VIOLENCE au Collège Notre Dame Du Bon Accueil à GORGES

Le climat s’est dégradé à Notre-Dame-du-Bon-Accueil, un établissement qui accueille des élèves en décrochage scolaire en primaire et en collège.

Le personnel du collège de Notre-Dame-du-bon-accueil dénonce une montée de la violence des élèves, depuis plusieurs mois.

Le premier indicateur à prendre au sérieux est la chute du nombre d’élèves. L’établissement rencontre des difficultés dans sa gestion au quotidien de par le comportement de certains élèves en classe.

Le deuxième indicateur inquiétant est le nombre d’enseignants en arrêt de travail, l’augmentation du nombre de démissions, de ruptures de contrats au collège face à un public difficile et des problématiques qui relèvent peut-être d’un établissement spécialisé.

Plusieurs actes d’agressions et de violences ont eu lieu dont le dernier en date est un jet de pierre à une enseignante dans sa classe.

Face à cet ultime acte, les salariés éducateurs et enseignants ont fait valoir leur droit de retrait le 14 décembre.

La direction a annoncé son opposition à ce droit de retrait car selon elle il n’y a pas de danger imminent.
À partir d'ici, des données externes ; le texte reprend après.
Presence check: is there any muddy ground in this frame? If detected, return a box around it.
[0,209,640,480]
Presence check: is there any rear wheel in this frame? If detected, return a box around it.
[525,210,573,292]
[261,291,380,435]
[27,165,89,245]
Les salariés ne sont ni reconnus et ni soutenus par leur direction, cette difficulté supplémentaire fragilise l’établissement et devant une telle confusion le sentiment d’impunité de certains élèves ne fait qu’empirer la situation.

Les salariés ont demandé à rencontrer la direction ainsi que le directeur régional, celui-ci est venu sur site le lendemain.

La direction régionale soutient sa directrice d’établissement, ce qui est logique en tant que manager mais notre problématique est ailleurs : que faisons-nous pour sortir de cette situation ?

Ce n’est pas en renvoyant la responsabilité aux salariés que la situation va s’apaiser, au contraire.

Il y a eu par le passé, deux expertises sur les risques psychosociaux dont les plans d’actions n’ont jamais été appliqués.

Nos représentants FO ont saisi les instances du personnel par la commission RP et CSSCT et aussi régulièrement le CSE Nord-Ouest.

Nous n’avons pas été entendu lors du CSE (Syndicat et Direction Régional), nos demandes n’ont pas été relayées par les instances censées protéger les salariés et leurs conditions de travail. Nous avons pu constater, impuissants, mois après mois la dégradation de cet établissement.

Plus grave encore, comment des adultes en difficultés peuvent protéger le public mineur que nous accompagnons ? Car pour rappel garantir des conditions de travail correctes à des salariés c’est garantir des conditions d’accueil aux enfants adaptées à leurs difficultés et dans un climat qui permet l’acquisition des apprentissages.

Nous avons été surpris de constater que la cheffe d’établissement, à titre privé, a participé à deux émissions télévisées sur M6, je vous invite à regarder ces deux séquences pour vous faire une opinion. Paradoxalement durant la même période un article était publié dans le journal OUEST FRANCE dénonçant les difficultés de l’établissement dont elle a la direction.

Que pouvons-nous tirer comme conclusion ?  Que passer à la télévision ou être directrice d’établissement à la Fondation n’est pas compatible dans de telles circonstances ? Ce comportement peut sembler déplacé et pourrait ternir le sérieux et le professionnalisme de la Fondation Apprentis d’Auteuil et son engagement envers la jeunesse.